Oby im wody nie zabrakło.
Panie OBYWATELU,ma pan racje ,ze chodzi o pieniądze ,ale w postaci obniżenia cen za wodę i ścieki,a jeszcze dalej za odpady komunalne (patrz wywiad z p.Burmistrzem). Burmistrz,nie zamierza sprywatyzować spółek komunalnych ,tylko ich połączyć i tym zmniejszyć koszty działania ,co obróci się na obniżenie cen.Dlaczego spółkę MPGK nie można przenieść na teren zlewni ścieków? Tym sposobem można załatwić 2 sprawy ,przeniesienie ( bo i tak gdzieś musi funkcjonować) jak i obniżenie kosztów (jedna rada n , jeden prezes).

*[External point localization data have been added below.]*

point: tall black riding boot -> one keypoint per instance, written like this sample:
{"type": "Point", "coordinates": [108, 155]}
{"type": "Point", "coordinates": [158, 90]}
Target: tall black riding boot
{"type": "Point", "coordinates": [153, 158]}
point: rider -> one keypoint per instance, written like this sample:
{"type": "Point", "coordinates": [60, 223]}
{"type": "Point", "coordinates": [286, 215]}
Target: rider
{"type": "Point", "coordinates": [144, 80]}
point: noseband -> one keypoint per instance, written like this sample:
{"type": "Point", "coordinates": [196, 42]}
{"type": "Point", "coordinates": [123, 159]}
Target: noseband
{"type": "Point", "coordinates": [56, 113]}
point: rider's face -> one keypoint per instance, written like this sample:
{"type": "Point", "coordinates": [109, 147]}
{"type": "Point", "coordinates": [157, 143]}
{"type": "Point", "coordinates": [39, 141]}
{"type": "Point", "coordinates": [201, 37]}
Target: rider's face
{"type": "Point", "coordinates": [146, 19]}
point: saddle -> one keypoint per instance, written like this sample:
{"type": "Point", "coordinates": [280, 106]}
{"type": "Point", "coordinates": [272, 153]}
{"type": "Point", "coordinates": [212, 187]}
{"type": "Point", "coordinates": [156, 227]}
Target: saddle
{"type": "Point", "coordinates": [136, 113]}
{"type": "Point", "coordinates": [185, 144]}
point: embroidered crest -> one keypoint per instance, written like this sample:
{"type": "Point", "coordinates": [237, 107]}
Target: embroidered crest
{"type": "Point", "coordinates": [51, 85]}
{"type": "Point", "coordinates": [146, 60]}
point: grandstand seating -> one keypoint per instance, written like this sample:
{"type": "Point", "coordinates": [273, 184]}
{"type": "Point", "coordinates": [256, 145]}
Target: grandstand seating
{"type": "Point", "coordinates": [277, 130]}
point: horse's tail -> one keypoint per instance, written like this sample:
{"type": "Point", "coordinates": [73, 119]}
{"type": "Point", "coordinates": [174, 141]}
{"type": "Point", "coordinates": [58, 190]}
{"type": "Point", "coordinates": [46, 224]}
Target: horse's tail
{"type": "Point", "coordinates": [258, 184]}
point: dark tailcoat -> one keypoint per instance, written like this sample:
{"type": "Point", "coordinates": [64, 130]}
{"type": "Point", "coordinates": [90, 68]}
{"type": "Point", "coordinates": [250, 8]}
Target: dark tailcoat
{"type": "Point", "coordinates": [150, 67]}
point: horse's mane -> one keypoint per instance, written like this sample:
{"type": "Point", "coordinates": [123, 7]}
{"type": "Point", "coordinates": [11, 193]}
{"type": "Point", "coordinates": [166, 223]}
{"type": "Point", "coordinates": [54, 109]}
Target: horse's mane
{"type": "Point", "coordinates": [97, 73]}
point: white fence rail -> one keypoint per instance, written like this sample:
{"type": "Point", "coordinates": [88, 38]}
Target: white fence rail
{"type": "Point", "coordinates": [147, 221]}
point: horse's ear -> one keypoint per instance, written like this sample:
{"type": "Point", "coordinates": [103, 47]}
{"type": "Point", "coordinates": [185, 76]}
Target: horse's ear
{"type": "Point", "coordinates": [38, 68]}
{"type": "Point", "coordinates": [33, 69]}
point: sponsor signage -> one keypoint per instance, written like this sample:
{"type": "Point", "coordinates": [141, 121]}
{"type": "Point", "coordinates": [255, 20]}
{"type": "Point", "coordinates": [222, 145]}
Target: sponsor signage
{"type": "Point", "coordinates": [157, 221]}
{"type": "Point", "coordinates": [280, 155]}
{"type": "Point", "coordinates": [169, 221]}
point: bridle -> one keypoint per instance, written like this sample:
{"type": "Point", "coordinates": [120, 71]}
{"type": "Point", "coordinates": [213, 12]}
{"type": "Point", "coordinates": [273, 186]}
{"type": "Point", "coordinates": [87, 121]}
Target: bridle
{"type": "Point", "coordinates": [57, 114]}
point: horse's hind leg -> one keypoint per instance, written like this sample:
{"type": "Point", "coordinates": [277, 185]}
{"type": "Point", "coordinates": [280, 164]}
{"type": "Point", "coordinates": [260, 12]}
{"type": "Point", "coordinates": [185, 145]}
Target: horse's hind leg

I tu są te pieniądze o których „wiadomo”i dlatego jest taki opór prezesa wodociągów.Myślę ,że Obywatelowi trochę wyjaśniłem w główce.
Ponie kolaninie jak nie wiadomo o co chodzi to chodzi o bardzo duże pieniądze jeżeli Pan Burmistrz przekaże aportem nasze spółki dotlej pseudo elektro ciepłowni dopiero będziemy płacić zawiodę i ścieki aż nam głowa spuchnie przecież to będzie prywatne bez żadnej konkurencji itym sposobem miasto pozbędzie się kontroli nad strategicznym dla obywateli majątkiem .
Ja tak patze i widze w tym wszystkim obrzydliwa polityke .
Moim zdaniem burmistrz ma rację.Musi obniżyć cenę wody i ścieków.To nie powinien być towar ,na którym sie zarabia.A dlaczego woda nie powinna być za darmo?Może wystarczyłyby zarobki za ścieki…?Przecież nie żyjemy na pustyni.Widziałem tych pracowników ,przyjechało 6 ludzi ,żeby spuścić wodę z końcówki na jednej z ulic Kola .Patrzy takich sześciu chłopa ,jak woda leci na błonia,ale żeby przy okazji wlewać ja do studzienki kanalizacyjnej i przepłukać ,to już im się nie chce.Za dobrze maja .Panie Burmistrzu ,Kolanie są po Pana stronie.Wygra Pan.